One of the most common forms of adoption in the country, stepparent adoption can provide legal security to new families.
Greenlight Family Services provides stepparent adoption services for individuals who have entered a marriage with a spouse who has children from a previous relationship, adoption can be a way of formalizing their bond with their stepchild(ren). Through adoption, the step-parent accepts full responsibility for the child(ren). Adoption allows the stepparent to make legal decisions in regards to the medical, educational, and physical needs of the child(ren). Adoption establishes inheritance rights, making it possible for the child(ren) to inherit from their step-parent.
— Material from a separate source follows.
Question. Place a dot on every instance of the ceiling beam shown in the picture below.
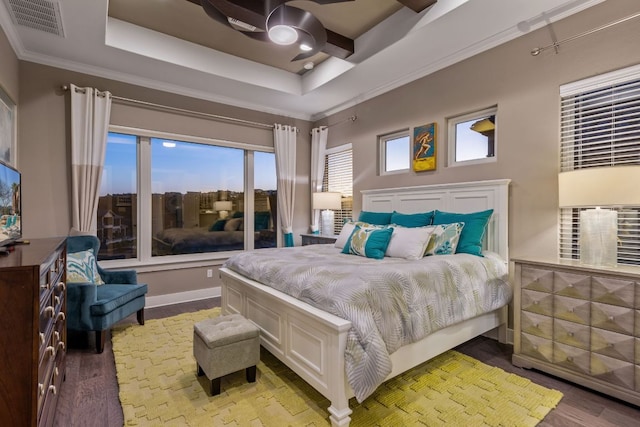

There are factors that each family must consider before deciding to move forward with an adoption through Greenlight legal services:
- The stepparent must have a legal bond with the custodial parent (the parent who has full custody of the child). This legal connection is most often established through marriage. Unmarried couples who have not established a legal bond in some other way (through a civil union, for example), will not be able to complete the step-parent adoption.
- The noncustodial parent (the parent who does not have legal custody and usually does not live with the child) will no longer have any rights or responsibilities to the child. This means that if the noncustodial parent provided assistance through child support or gifts, they will no longer be required to continue providing assistance once the step-parent adoption has been completed. Assistance can continue through a private agreement between the parties, but the noncustodial parent is not legally required to continue supporting the child once their parental rights have been terminated.
- A stepchild who is age 14 or older must consent to the adoption.
- The noncustodial parent must voluntarily consent to the adoption, knowing that once the adoption is complete their parental rights will be terminated. If consent cannot be obtained, such rights may be terminated by a finding of the court.